During the week it was pretty slow, and some
nights I'd close early because no one came in. But every Friday
night at 7:45, like clockwork, there'd be a bull stampede of juvenile
delinquents. The young punks who weren't drinking warm budget
beers out in the woods or taking part in their first few rounds of the
torpedo races would show up, slump and sneer in the acceptable expression
of teenage angst and the dog-faced girls would sit on the floor to reserve
their energy for the marathon gum-chewing conversations. I use
the stampede analogy because I would often "round up" the cheeky calves
by the dozens to boot their asses out. "You're outta here", "Seeya!",
and "Get the hell outta here before I string your spine through the
basketball shoot" were used and over-used on Friday nights.
The games came and went as far as popularity.
You'd have Sac-Man, Mildly Abrasive Instinct, NBA Marmalade, Mortal
Wombat, and that ever popular classic (you know the one) Bulging Muscle
Head With An Arsenal Of Semi-Automatic Weapons Mowing Down Entire Enemy
Military Bases In A Jungle Climate. I was always enchanted with
arcades as a child because you got to play the games brand new and they
were always cutting edge. Well, that rubbed off after about a
week. I tried to weigh out the pros and cons of the job and they
seemed to even out.
The Pros: I got to work alone. This was
pleasant as opposed to other jobs because I didn't have a ball-busting,
slave-driving boss breathing down my throat at all times. I also
got to constantly abuse the tyrannical "in charge" rush of dominating
power. It was a good outlet for testosterone provoked adrenal
fluids. With no one to watch me, I exerted the bare minimum of
physical movement. Coming into this with mixed emotions (neither
pro nor con) I got to scarf down microwave popcorn, Cheetos, Doritos,
Tostitos, and Mighty Taco, but all in front of a big zoo window where
customers would look in and stare at me like I was some baboon scratching
my enflamed anus on a National Geographic special. Abuse of phone
call privileges was common on a slow night, and I'd find comfort in
catching up on spare reading. There was also a feeling satisfaction
in shutting the power off on twenty or thirty involved customers purely
for the hell of it, and because I could get away with it.

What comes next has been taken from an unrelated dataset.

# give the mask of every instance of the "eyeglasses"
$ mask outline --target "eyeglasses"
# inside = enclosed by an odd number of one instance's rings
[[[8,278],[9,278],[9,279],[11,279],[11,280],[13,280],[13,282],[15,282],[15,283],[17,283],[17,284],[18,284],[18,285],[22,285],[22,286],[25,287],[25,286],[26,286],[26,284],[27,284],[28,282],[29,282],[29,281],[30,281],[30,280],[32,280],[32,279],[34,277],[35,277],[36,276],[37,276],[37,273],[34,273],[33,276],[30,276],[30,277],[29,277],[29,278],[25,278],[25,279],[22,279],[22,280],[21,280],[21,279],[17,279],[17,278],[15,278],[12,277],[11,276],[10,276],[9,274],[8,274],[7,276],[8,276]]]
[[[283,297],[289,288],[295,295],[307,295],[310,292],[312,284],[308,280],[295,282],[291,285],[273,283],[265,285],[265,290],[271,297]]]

The Cons: Many a time I would screw up
something, but good, i.e.: breaking the vacuum cord prong off in the
outlet, one of the joysticks popping off of the game and onto the floor,
and missing the many "souvenir" munchkin basketballs that the skate
punks would slink out of the door with. At many times, when tough
guys were rampant, families bobbed and weaved in droves, and old men
would punch the pinball machines like an Ayatollah Pinata, I would lose
the overall feeling of being in control. As stated before, it
sucked having to do the nasty and scrub hairs out of the toilet bowl.
Every Monday, Wednesday, and Friday, I was required to go down to the
kiddy rides in the mall and clean them. How cool am I when two
stone foxes (oozing out of their mini skirts and t-shirts so tight that
they render breast reductions obsolete) and I'm mopping dried ice cream
off the floor of a helicopter adorned with rolling eyes.
In the end, it didn't matter. I was planning
on leaving after taking a vacation and my boss (out of spite) informed
me that I could stay on my vacation. Luckily, I had another job
at the time so I didn't have to worry about income. But some sick
part of me misses the complacent calm achieved when vacuuming after
close, grabbing a morning bagel with my boss after doing the Friday
collection of tokens. It was a job that you wouldn't kill for,
but wouldn't mind either. Cozy. Working a sub-menial job was a
None of my friends expected me to take such low-expectation
employment. I learned as a result that if you work diligently,
thoroughly, and with an ever-unsatisfied perfectionists ideals that
pride will be the reward of any job well done.